Discussions and Conclusions: Association of malignancy (malig-
nant lymphoma, colon cancer, and ovarian tumor) has not been
described in the literature and could be by chance. However, a
series of evidence suggests a possible link between sialidase/sialic
acid and malignancy (Miyagi et al., 2004). It is interesting that
less expression of sialidase in some cell lines of colon carcinoma
is related to their highly metastatic nature relative to cell lines
expressing more abundant sialidase (Sawada et al, 2002). It is also
reported that the presence of sialitic acid in the surface of diffuse
large B cell lymphoma is associated with shorter survival (Suzuki
et al, 2003). So this family provides a quite valuable information of
investigating between malignancy and sialidase deficiency/sialitic
acid metabolism.
PO33-FR-13
Inhibitory effect of tyrphostin AG126 on brain synaptosomal
dysfunction induced by cholesterol oxidation products
D.E. Kim1, C.K. Ha2, S.H. Park3, J.K. Roh4. 1Neurology, Seoul Veterans
Hospital, Seoul, Republic of Korea; 2Neurology, Inha University
Hospital, Incheon, Republic of Korea; 3Neurology, Seoul National
University Bundang Hospital, Bundang, Republic of Korea; 4Neurology,
Seoul National University Hospital, Seoul, Republic of Korea
Background: Formation of cholesterol oxidation products is a
suggested mechanism of neurodegenerative disorders. Neuronal
cell death is mediated by an increased release of excitotoxic gluta-
mate from the presynaptic nerve endings. Tyrosine-specific protein
kinases modulate neurotransmitter release at the nerve terminals.
Tyrphostin AG126 has anti-inflammatory and cytoprotective effects.
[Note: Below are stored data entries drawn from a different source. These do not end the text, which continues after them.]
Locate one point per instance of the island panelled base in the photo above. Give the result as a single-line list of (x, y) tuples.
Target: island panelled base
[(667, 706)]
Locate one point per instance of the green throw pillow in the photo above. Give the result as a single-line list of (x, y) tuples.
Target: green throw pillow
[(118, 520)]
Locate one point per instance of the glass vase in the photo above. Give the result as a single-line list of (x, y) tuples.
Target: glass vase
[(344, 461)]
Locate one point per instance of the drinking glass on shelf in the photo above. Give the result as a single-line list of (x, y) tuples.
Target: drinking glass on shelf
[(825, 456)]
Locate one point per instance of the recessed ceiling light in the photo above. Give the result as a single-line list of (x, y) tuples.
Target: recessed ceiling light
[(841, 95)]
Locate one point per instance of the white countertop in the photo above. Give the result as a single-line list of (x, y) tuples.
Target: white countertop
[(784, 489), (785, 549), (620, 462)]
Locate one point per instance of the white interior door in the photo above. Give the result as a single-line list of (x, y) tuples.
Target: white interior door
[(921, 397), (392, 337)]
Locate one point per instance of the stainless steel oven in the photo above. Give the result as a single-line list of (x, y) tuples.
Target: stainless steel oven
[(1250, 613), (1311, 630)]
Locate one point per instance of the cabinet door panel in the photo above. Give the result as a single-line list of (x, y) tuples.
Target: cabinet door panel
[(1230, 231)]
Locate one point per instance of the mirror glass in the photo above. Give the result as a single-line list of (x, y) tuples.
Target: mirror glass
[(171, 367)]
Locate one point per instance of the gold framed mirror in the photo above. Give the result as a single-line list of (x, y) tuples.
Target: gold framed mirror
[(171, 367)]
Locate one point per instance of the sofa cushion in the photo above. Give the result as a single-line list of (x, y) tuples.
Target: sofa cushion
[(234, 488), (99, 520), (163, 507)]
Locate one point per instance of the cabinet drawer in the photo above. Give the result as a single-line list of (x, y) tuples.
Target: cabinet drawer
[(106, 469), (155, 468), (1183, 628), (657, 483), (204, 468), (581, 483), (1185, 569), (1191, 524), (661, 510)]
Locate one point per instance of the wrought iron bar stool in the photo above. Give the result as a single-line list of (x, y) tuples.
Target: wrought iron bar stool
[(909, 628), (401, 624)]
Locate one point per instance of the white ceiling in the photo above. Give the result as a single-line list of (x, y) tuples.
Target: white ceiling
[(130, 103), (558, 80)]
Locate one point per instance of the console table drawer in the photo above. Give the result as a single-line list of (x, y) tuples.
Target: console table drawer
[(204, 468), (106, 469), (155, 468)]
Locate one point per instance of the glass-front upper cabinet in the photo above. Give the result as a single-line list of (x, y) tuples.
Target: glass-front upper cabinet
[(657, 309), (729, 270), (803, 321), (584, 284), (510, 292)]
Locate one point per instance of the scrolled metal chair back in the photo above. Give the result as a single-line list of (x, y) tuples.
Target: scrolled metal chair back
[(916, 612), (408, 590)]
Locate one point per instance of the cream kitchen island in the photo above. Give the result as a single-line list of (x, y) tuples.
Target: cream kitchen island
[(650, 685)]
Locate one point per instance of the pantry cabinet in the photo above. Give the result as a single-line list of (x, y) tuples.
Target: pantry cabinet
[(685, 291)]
However, it remains uncertain whether tyrphostin AG126 has an
effect preventing alteration of nerve terminal function induced by
the cholesterol oxidation products.
Methods: The present study was performed to assess the effect
of cholesterol oxidation products against nerve terminal function
using synaptosomes isolated from rat cerebrum. We determined
the preventive effect of tyrphostin AG126 against oxysteroltoxicity
by measuring the effects on the glutamate release, depolarization
of membrane potential, changes in Ca2+ levels, and Na+/K+-ATPase
activity.
Results: Synaptosomes treated with 7-ketocholesterol or 25-
hydroxycholesterol exhibited a sustained release of glutamate,
depolarization of membrane potential, early rapid increase in
cellular Ca2+ levels and decrease in Na+/K+-ATPase activity. Those
responses were concentration-dependent. Treatment of tyrphostin
AG126 interfered with alteration of synaptosomal functions and
decrease in Na+/K+-ATPase activity induced by 7-ketocholesterol or
25-hydroxycholesterol.
Conclusions: The results show that 7-ketocholesterol and 25-
hydroxycholesterol seem to cause the release of glutamate by
inducing depolarization of membrane potential and early rapid
increase in cellular Ca2+ levels and by inactivating Na+/K+-ATPase
in the cerebral synaptosomes. Treatment of tyrphostin AG126 may
prevent the oxysterol-induced nerve terminal dysfunction.